权重衰退

In [None]:
import torch.optim as optim
import torch.nn as nn
import torch

class SimpleModel(nn.Module):
    def __init__(self):
        super(SimpleModel, self).__init__()
        self.fc = nn.Linear(10, 1)  # 一个简单的全连接层

    def forward(self, x):
        return self.fc(x)

model = SimpleModel()
optimizer = optim.SGD(model.parameters(), lr=0.01, momentum=0.9,weight_decay=5e-4)
optimizer_2 = optim.SGD([
    {'params': model.fc.weight, 'weight_decay': 0.01},  # 权重参数
    {'params': model.fc.bias, 'weight_decay': 0}        # 偏置参数
], lr=0.01)



权重初始化

In [None]:
def init_weights(m):
    if isinstance(m, (nn.Linear, nn.Conv2d)):
        nn.init.xavier_uniform_(m.weight)
        if m.bias is not None:
            nn.init.constant_(m.bias, 0)
model.apply(init_weights)

#常见的参数初始化方法
param =0  #随便定义的，跑不了的
# 全零初始化
nn.init.constant_(param, 0)

# 全一初始化
nn.init.constant_(param, 1)

# 均匀分布初始化
nn.init.uniform_(param, a=-0.1, b=0.1)

# 正态分布初始化
nn.init.normal_(param, mean=0, std=0.01)

# Xavier 均匀分布，适用于sigmoid函数或者tanh函数作为激活函数的网络
nn.init.xavier_uniform_(param)

# Xavier 正态分布，适用于sigmoid函数或者tanh函数作为激活函数的网络
nn.init.xavier_normal_(param)

# Kaiming 均匀分布，适用于ReLu作为激活函数的网络以及深层网络
nn.init.kaiming_uniform_(param, mode='fan_in', nonlinearity='relu')
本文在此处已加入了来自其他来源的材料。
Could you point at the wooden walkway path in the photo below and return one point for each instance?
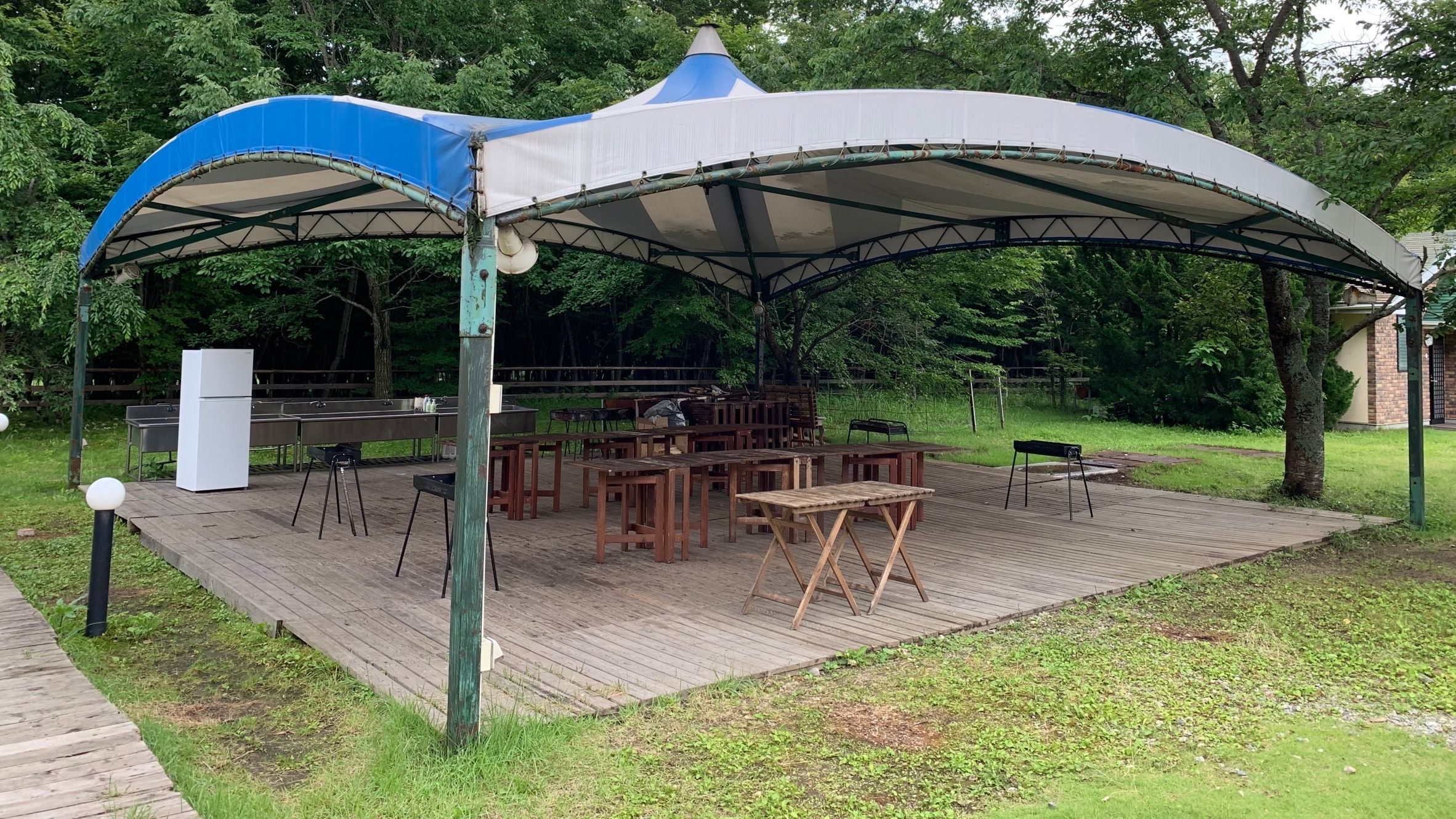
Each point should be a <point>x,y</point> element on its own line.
<point>586,637</point>
<point>65,751</point>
# Kaiming 正态分布，适用于ReLu作为激活函数的网络以及深层网络
nn.init.kaiming_normal_(param, mode='fan_in', nonlinearity='relu')

#正交初始化，适用于自注意力机制
nn.init.orthogonal_(param, gain=1.0)

#查看层中有什么参数的方法
for name, param in model.named_parameters():
    print(f"name: {name}, param: {param}")

# 查看所有子层
for name, layer in model.named_modules():
    print(f"Layer name: {name}, Layer type: {type(layer)}")

# 查看直接子层
for name, layer in model.named_children():
    print(f"Layer name: {name}, Layer type: {type(layer)}")

丢弃法

In [None]:
class MyNet(nn.Module):
    def __init__(self):
        super(MyNet,self).__init__()
        self.fc1 = nn.Linear(10,5)
        self.fc2 = nn.Linear(5,3)
        self.fc3 = nn.Linear(3,1)
        self.dropout_1 = nn.Dropout(0.2)
        self.dropout_2 = nn.Dropout(0.2)
    def forward(self, x):
        x = self.fc1(x)
        x = self.dropout_1(x)
        x = self.fc2(x)
        x = self.dropout_2(x)
        x = self.fc3(x)
        return x